Therefore, with a Henry X model in my possession, what are my thoughts?  I think the X model balances the more traditional look of lever guns with the functionality of rail attachments.  The two M-Lok slots built into the front of the fore end, with a picatinny rail on the bottom, really offers all the rail options necessary without making the gun look goofy as do the dedicated rail handguards that are now available from several manufacturers for lever rifles.  I add a small WML to my lever guns, and an OLight Valkarie Mini fits unobtrusively on the rail.

As compared to my beloved Marlin 1894, the Henry is a smoother action and operation out of the box.  The henry has fed everything so far, even 38 ammo (to be fair, my Marlin 1894, which is a newer gun, also feeds everything without issue).  The X model shoots everything.  Some loads are more accurate than others, obviously, and I settled on the 158 grain semi-jacketed soft point load that I use in my Marlin.  As far as function, though, every round I have tried functions fine.  I am really pleased by this as it means both of my lever rifles function with pretty much any possible variation of 357 Magnum or 38 Special cartridge.  This is quite awesome, as lever rifles, particularly those chambered in pistol calibers, tend to be ammo sensitive.

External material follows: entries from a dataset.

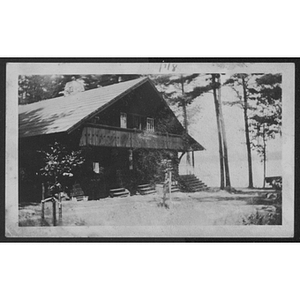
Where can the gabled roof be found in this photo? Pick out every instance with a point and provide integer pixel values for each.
(61, 114)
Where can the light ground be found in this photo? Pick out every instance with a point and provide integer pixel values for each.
(211, 207)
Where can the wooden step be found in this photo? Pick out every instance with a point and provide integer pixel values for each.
(118, 192)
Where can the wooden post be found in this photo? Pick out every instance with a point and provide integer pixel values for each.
(54, 212)
(170, 185)
(193, 160)
(59, 209)
(43, 209)
(43, 197)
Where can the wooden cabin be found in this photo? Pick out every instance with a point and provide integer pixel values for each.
(116, 125)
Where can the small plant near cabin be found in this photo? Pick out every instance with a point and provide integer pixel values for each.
(59, 166)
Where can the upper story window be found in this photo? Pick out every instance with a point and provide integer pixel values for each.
(150, 125)
(123, 120)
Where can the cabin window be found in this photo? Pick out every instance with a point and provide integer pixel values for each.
(150, 124)
(137, 124)
(123, 120)
(96, 167)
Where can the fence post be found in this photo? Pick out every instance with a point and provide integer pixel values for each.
(170, 184)
(54, 212)
(59, 209)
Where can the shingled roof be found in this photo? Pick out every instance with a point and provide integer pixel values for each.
(61, 114)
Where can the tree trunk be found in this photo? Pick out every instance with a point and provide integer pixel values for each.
(185, 122)
(226, 164)
(250, 173)
(219, 132)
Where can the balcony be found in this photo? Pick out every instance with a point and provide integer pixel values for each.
(107, 136)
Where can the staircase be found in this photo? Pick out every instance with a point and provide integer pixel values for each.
(190, 183)
(119, 192)
(146, 189)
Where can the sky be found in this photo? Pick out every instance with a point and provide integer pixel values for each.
(203, 128)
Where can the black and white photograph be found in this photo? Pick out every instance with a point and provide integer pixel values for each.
(150, 149)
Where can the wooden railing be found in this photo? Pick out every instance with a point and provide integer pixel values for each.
(106, 136)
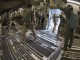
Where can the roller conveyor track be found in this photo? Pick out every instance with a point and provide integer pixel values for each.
(18, 45)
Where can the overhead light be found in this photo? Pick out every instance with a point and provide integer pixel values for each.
(73, 2)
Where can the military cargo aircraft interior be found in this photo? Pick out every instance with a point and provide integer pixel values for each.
(39, 29)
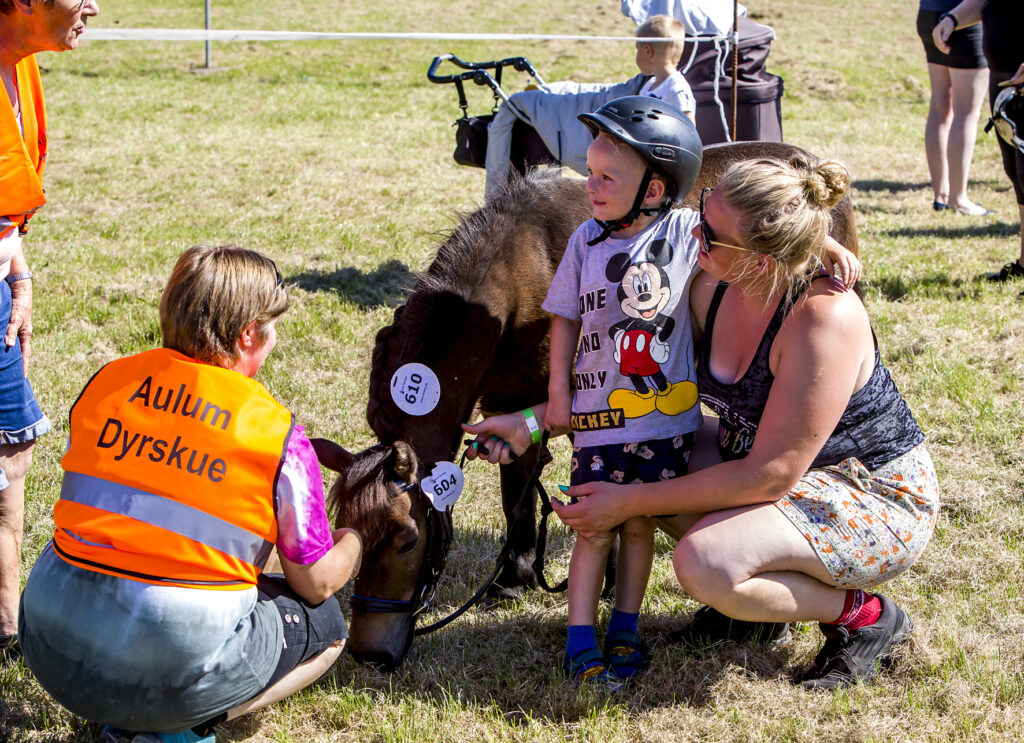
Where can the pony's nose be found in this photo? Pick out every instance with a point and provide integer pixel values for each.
(381, 659)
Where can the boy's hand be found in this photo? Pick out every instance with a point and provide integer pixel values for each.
(557, 419)
(843, 264)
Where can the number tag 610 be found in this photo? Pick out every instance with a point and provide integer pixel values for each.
(443, 486)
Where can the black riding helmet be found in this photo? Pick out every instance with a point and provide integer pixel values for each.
(1008, 117)
(664, 137)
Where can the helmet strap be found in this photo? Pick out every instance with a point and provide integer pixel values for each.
(613, 225)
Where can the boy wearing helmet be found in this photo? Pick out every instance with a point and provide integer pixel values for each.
(621, 295)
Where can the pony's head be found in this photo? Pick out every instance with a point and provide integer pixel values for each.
(376, 493)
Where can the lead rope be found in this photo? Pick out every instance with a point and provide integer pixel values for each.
(507, 553)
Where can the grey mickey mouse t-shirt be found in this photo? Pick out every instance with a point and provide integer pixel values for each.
(634, 374)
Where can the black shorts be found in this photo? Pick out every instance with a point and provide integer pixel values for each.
(965, 44)
(309, 629)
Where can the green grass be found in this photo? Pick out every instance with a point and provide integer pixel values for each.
(335, 160)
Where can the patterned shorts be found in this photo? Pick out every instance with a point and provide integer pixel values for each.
(866, 527)
(630, 464)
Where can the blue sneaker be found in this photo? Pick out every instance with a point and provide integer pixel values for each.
(110, 734)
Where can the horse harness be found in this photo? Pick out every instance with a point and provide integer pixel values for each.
(439, 534)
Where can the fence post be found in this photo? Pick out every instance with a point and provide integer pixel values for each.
(208, 40)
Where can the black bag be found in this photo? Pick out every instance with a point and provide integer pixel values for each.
(471, 140)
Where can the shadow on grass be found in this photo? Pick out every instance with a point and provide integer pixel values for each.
(385, 286)
(990, 229)
(938, 285)
(508, 658)
(513, 665)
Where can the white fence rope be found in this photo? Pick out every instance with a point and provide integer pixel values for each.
(219, 35)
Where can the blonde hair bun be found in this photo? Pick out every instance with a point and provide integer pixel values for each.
(826, 183)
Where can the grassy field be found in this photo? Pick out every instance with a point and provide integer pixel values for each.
(335, 160)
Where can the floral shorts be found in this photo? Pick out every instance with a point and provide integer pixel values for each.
(866, 527)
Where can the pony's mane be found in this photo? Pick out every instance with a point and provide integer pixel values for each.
(358, 498)
(460, 269)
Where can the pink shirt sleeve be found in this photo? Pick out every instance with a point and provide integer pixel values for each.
(303, 529)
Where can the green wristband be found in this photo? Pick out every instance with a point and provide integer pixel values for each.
(535, 428)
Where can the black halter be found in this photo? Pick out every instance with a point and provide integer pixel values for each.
(613, 225)
(439, 532)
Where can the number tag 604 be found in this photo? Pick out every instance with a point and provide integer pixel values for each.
(443, 486)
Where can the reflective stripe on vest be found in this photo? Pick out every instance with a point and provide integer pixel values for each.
(23, 157)
(167, 514)
(170, 473)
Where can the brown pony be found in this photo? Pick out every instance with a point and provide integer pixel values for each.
(474, 317)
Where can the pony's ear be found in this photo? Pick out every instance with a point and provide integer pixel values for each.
(332, 455)
(403, 462)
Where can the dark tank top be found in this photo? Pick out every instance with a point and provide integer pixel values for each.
(1003, 34)
(877, 426)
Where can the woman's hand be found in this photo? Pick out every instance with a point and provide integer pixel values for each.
(19, 326)
(497, 435)
(941, 33)
(602, 507)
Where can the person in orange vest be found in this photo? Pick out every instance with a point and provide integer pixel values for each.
(150, 609)
(27, 27)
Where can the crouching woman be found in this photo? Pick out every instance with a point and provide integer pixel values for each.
(150, 610)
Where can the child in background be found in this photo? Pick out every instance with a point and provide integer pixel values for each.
(660, 60)
(624, 281)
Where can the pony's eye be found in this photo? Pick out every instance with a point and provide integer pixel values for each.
(408, 540)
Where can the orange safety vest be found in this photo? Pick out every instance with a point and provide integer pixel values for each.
(170, 474)
(23, 157)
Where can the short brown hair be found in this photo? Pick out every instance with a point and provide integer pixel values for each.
(213, 295)
(665, 27)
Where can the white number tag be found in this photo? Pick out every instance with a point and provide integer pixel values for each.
(415, 389)
(443, 486)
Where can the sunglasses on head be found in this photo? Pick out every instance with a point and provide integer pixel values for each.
(276, 273)
(707, 236)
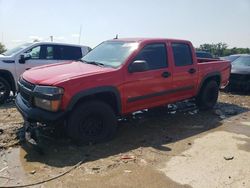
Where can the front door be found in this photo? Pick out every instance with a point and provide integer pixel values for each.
(184, 70)
(148, 88)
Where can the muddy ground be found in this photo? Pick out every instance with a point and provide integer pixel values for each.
(169, 147)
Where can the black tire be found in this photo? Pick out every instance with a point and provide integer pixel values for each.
(208, 96)
(4, 90)
(92, 122)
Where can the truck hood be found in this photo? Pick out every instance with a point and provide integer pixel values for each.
(52, 74)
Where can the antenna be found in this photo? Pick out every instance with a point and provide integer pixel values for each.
(80, 33)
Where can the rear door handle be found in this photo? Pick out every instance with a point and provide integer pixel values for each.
(192, 71)
(166, 74)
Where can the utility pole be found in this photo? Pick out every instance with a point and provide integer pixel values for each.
(80, 33)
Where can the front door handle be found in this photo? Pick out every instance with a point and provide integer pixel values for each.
(166, 74)
(192, 71)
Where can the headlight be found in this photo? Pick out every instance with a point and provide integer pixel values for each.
(48, 98)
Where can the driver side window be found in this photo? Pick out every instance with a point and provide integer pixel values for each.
(155, 55)
(34, 53)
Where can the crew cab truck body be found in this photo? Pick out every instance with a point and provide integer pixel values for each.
(15, 61)
(116, 78)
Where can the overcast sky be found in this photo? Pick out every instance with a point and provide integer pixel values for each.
(200, 21)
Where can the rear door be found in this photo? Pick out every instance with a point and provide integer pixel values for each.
(184, 70)
(151, 87)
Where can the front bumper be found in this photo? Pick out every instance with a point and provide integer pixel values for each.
(33, 114)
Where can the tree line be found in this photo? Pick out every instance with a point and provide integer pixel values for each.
(221, 49)
(218, 50)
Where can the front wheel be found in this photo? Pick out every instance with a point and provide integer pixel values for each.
(4, 90)
(208, 96)
(92, 122)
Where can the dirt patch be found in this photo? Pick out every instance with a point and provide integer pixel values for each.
(145, 143)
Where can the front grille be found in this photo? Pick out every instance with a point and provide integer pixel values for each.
(26, 89)
(238, 77)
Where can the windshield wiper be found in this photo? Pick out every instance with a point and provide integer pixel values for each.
(93, 63)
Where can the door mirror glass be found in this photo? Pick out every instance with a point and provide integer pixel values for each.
(138, 66)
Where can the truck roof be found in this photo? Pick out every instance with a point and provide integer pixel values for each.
(58, 43)
(147, 39)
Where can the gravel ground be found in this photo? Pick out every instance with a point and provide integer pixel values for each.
(173, 147)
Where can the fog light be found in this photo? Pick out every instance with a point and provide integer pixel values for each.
(50, 105)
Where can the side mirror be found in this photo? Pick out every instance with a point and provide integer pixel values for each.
(138, 66)
(24, 57)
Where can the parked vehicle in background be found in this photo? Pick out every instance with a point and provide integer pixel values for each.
(116, 78)
(240, 74)
(203, 54)
(15, 61)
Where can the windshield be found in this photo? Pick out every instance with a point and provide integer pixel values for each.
(110, 53)
(242, 61)
(16, 49)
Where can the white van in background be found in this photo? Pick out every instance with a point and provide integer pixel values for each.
(15, 61)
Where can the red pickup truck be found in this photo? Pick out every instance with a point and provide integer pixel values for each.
(116, 78)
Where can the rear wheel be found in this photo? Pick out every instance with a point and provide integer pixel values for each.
(208, 95)
(92, 122)
(4, 90)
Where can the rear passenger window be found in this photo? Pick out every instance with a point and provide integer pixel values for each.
(49, 52)
(68, 53)
(182, 54)
(155, 55)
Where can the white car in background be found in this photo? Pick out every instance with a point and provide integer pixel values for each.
(15, 61)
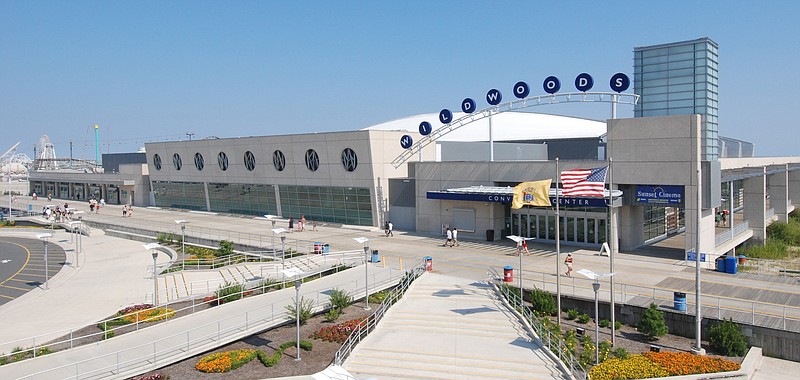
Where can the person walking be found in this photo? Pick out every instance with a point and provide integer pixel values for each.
(568, 263)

The Henry, while providing the loading gate, also maintains the removable loading tube, which is a huge plus.  To unload the gun you can simply empty the tube by removing it and dumping out the cartridges rather than needing to cycle each round through the action as you must do on a Marlin.  The iron sights on the X model are fantastic, being fiber optics, and the quality of these sights dissuaded me from putting a red dot on the gun, which was my initial plan.  The sights are so good that keeping the gun as slick as possible without an added optic was totally viable, so that is the way I went.

Finally, the biggest benefit of the Henry over the Marlin is the lack of the ridiculous push button safety.  Lever guns don’t need a safety as they offer a half-cock hammer block (the Henry has a transfer bar, so you just lower the hammer all the way to make it safe).  To make a lever gun safe, you lower the hammer to the safe position.  That’s it.  The addition of the push safety does nothing except introduce a potential failure as it tends to get turned on when you don’t want it on.  This, in my opinion, makes the Marlin design problematic. 

So, in closing, I think I am inclined to recommend any of the Henry rifles with a side loading gate over any of the Marlins (which are currently out of production, hopefully Ruger gets them up and running again).  The design and quality is more consistent and, with the removable loading tube and lack of the stupid safety, they make for a better defensive gun.  With that said, I adore my Marlin 1894 and it remains one of my favorite guns, but this Henry has now entered the fold as the adorable sibling.  What’s better than a good lever gun?  Two of them.  Duh.